Sunday, October 16, 2005


Craft Talk with Slade Badiner

First things first: Gillian's work in this year's Turner prize.
Go hump a door. I'll show you ass pics.
You want to know what was breathtaking in its richness? I loved Perm "# 1 stiff" Nipples show in the make-shift shack downtown. That's right, I loved it. Dark, sad, sexual, stupid and brilliant...actually, how about we stop using the word brilliant to describe artwork around here? Do I have a ringtone? NO.
Do I want to visit your female hair loss site? NO.
Would I listen to Rick "SCTV" Moranis's Country CD? I would. Read the lyrics.

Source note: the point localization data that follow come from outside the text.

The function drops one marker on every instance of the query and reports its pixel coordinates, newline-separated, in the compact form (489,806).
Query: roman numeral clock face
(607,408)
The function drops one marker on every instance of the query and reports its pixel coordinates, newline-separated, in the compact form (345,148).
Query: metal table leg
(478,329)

Do I like crap shrimp at art openings? Sure. Why not. When I'm hungry I'll eat anything. Get me drunk every first friday, I don't care. Pack them in with wine boxes and ham. I'm no snob. Forget the artwork. I'll just walk up to knickerbockers or get a tattoo. Now, for the chick that sent me her pubic hair drawing, thanks. That was a butterfly, right? Email me something. I'll get it, you little brat you. Mapplethorpe and Serrano are still being used by the government to put chasity belts on artists. Unreal. For now that's it. Go write on your hand cause I'm going to go watch a performance of some guy masterbating between two kittens. Should be fun.